Le vieillard rapporta à la mère les paroles échangées avec l’enfant quelques jours auparavant, qu’il avait simplement voulu inculquer à ce dernier une idée de répulsion envers les animaux rampants : « Vous saurez, dit-il, que tout animal rampant se nourrit d’un suc empoisonné produit de l’émanation de l’air putride de la terre en fermentation.

Le vieillard, sans doute, ne voulait pas émettre toute sa pensée sur le sujet. Il prit son chapeau et s’éloigna à petits pas nerveux semblant suivre le fil d’une idée qui l’obsédait ; il murmurait à demi voix des phrases comme celles-ci : « Tout ce qui rampe sur la terre, animaux ou gens, porte en lui le germe empoisonné de la répulsion, de la vilenie, mensonge et malheur, sinon pour le corps toujours pour l’âme qu’il détient dans son état avilissant, hideux et repoussant. »

Neuf jours après l’événement tragique, dans la nuit, le petit malade s’était plaint lamentablement, le matin, on envoya chercher le prêtre et le médecin qui ne purent que constater l’inévitable. L’on n’avait pu cicatriser la plaie. La fièvre purulente gagnant le cerveau avait causé la mort de l’enfant en quelques instants.

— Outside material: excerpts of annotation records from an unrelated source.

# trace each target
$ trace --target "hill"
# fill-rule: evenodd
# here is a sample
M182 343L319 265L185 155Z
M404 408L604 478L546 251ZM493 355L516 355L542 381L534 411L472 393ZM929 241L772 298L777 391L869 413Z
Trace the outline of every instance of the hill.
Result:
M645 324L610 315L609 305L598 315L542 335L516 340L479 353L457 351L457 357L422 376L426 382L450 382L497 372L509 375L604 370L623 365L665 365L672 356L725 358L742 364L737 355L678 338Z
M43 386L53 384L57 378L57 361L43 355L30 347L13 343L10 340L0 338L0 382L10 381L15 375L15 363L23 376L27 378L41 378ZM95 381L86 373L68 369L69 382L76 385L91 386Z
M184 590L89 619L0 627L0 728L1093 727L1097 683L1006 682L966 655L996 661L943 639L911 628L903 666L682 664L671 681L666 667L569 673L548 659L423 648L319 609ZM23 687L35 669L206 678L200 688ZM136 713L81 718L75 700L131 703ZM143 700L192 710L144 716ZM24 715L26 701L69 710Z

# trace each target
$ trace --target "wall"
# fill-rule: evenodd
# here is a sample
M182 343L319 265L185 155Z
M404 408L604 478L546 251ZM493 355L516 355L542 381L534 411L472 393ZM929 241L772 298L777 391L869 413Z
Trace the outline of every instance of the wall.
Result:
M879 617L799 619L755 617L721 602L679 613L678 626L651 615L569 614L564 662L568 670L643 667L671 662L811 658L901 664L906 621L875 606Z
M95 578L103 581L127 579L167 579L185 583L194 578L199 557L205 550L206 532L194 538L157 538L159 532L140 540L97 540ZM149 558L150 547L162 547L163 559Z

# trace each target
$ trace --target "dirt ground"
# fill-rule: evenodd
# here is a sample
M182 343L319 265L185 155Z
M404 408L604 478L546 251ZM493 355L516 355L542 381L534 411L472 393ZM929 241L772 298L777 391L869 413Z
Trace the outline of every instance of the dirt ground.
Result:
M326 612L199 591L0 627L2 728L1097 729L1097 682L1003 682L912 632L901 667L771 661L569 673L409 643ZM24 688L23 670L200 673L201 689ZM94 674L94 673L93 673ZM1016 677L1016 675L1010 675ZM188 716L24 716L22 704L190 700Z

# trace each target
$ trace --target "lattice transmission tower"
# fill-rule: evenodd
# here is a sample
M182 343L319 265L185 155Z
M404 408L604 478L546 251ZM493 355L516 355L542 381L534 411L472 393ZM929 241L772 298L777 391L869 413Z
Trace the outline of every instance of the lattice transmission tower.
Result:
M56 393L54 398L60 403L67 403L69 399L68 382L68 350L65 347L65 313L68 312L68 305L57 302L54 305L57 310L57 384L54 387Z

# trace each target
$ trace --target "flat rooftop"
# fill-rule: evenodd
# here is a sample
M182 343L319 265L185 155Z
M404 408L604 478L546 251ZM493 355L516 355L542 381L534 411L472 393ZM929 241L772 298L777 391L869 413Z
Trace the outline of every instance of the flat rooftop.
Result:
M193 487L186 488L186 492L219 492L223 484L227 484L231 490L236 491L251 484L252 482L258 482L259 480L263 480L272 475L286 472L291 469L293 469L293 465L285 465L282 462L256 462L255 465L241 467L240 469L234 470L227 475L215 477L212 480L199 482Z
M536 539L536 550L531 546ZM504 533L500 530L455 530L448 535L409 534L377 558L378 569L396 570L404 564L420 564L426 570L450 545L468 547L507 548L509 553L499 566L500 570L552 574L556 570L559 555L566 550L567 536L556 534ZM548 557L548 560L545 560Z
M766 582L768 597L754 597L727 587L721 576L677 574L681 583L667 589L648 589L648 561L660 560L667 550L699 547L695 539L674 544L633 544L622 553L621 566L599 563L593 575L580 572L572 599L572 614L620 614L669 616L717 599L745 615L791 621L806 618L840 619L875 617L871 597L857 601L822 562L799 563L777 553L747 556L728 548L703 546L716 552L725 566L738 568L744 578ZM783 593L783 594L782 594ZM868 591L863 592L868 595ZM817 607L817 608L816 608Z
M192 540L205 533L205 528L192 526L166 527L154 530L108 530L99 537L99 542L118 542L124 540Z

Aux funérailles du petit, l’on avait remarqué le vieillard qui cette fois ployait sous le poids du chagrin éprouvé.

Longtemps après, le petit vieux dirigeait ses pas du côté du cimetière où reposait l’enfant qu’il avait adopté dans son cœur, son petit ami de quelques jours d’autant plus aimé parce qu’il avait été témoin des souffrances et de la triste fin prématurée de cette petite fleur brisée en pleine floraison printanière. Il ne pouvait rester indifférent devant la douleur des parents sur la perte de l’enfant chéri, que le cruel destin venait d’enlever à leur affection.

Tante Rose s’arrêta, mais les enfants s’écrièrent en chœur : Tante ! Un conte du petit diable, qui se fait jouer un tour, c’est moins triste.